The NCAA now hopes for better luck with the Court as a whole. At least four justices must vote to grant certiorari. Seldom does that occur; cert is ordinarily granted about 1% to 2% of the time. A Harvard Law Review study in 2017 showed that in the preceding Supreme Court term, the justices considered 6,289 petitions and granted cert in only 75 cases (1.2%).
In the rare instances where the Supreme Court grants cert, it often occurs in one of two situations.
The first is when two or more federal circuits rule differently on important questions of federal law. This is the so-called “circuit split.” The NCAA cites cases from other federal circuits that support amateurism. Those cases, however, are arguably not directly on-point and may not establish a split.
The second situation is when a case is of paramount interest to the country. The most cited example is George Bush v. Al Gore, which concerned the recount of Florida’s vote in the 2000 presidential election.

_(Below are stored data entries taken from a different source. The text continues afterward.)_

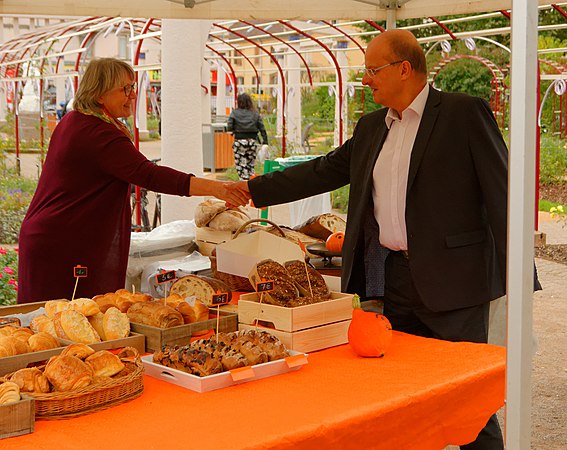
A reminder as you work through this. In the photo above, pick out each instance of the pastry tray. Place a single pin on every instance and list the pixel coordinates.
(224, 379)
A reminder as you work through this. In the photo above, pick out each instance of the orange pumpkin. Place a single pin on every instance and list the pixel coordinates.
(335, 241)
(369, 333)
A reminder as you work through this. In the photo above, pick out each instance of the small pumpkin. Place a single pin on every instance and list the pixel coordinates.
(369, 333)
(335, 241)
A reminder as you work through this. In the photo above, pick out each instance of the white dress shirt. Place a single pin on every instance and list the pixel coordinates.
(390, 176)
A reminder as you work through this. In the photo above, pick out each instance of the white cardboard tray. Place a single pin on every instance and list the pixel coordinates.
(224, 379)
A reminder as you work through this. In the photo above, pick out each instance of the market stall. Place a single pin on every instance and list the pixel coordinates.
(423, 394)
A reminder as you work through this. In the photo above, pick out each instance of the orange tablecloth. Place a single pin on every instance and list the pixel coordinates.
(424, 394)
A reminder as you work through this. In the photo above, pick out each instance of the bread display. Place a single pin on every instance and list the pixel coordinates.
(68, 373)
(191, 308)
(200, 287)
(121, 299)
(42, 341)
(284, 287)
(74, 326)
(207, 210)
(9, 392)
(310, 282)
(322, 226)
(225, 351)
(104, 364)
(115, 324)
(155, 314)
(43, 323)
(229, 220)
(31, 380)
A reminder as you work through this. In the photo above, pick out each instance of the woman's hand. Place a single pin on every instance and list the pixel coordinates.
(234, 193)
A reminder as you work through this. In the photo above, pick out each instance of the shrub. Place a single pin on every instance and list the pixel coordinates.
(8, 276)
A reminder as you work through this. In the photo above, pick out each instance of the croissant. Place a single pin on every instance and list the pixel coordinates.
(9, 392)
(104, 364)
(31, 380)
(42, 341)
(155, 314)
(68, 373)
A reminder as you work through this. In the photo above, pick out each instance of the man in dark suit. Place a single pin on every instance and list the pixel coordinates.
(426, 223)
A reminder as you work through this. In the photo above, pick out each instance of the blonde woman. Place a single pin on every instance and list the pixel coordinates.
(80, 213)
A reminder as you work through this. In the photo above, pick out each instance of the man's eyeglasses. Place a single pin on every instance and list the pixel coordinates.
(373, 72)
(129, 88)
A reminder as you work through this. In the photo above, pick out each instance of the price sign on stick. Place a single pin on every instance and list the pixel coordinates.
(220, 298)
(165, 277)
(262, 287)
(78, 272)
(304, 250)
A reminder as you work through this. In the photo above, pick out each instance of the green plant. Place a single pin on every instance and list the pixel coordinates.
(8, 276)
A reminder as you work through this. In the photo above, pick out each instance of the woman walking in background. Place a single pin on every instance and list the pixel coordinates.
(245, 122)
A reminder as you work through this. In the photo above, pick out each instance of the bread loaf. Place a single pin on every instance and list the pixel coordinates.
(284, 288)
(207, 210)
(68, 373)
(229, 220)
(74, 326)
(155, 314)
(315, 286)
(31, 380)
(322, 226)
(200, 287)
(42, 341)
(115, 324)
(104, 364)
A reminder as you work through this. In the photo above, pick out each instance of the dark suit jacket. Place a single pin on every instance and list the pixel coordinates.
(456, 206)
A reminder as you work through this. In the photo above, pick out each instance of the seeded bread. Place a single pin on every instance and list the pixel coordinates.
(322, 226)
(200, 287)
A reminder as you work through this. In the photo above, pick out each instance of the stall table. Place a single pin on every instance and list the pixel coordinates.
(424, 394)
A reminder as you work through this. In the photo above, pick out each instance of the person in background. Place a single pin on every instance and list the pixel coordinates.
(427, 213)
(80, 213)
(245, 122)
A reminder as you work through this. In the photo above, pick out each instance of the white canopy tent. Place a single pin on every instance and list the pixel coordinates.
(522, 126)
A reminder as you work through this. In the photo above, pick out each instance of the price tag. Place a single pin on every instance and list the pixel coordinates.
(265, 286)
(164, 277)
(80, 271)
(220, 298)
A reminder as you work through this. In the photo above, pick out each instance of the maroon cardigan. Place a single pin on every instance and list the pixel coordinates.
(80, 213)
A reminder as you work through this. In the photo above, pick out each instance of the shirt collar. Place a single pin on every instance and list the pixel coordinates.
(417, 106)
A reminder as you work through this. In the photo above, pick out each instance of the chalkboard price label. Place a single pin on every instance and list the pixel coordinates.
(265, 286)
(80, 271)
(220, 298)
(164, 277)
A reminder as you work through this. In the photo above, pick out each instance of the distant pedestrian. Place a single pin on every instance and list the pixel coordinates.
(245, 122)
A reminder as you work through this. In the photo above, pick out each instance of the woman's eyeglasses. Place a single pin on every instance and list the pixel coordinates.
(373, 72)
(129, 88)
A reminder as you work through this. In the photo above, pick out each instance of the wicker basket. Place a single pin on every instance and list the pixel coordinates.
(235, 282)
(96, 397)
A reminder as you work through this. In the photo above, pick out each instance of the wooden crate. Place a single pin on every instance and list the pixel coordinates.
(17, 418)
(180, 335)
(12, 363)
(311, 339)
(337, 309)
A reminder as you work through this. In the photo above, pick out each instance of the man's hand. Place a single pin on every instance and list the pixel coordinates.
(233, 193)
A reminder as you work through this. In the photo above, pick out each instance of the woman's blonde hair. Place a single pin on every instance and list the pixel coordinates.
(102, 75)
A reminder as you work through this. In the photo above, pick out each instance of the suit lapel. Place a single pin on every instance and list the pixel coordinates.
(430, 114)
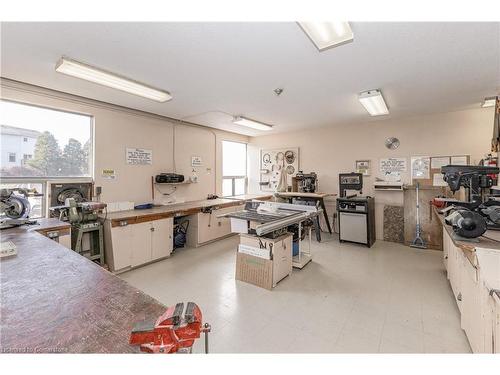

Although the matter of whether college athletes can receive additional compensation for education-related expenses pales in comparison to the outcome of a presidential election, tens of thousands of athletes and their colleges across the country could be impacted by the grant-in-aid litigation.
The Supreme Court will likely not take action on the NCAA’s petition until next year. In the meantime, the NCAA and its members will need to comply with the grant-in-aid mandate. They will do so while attempting to resolve the related topic of NIL.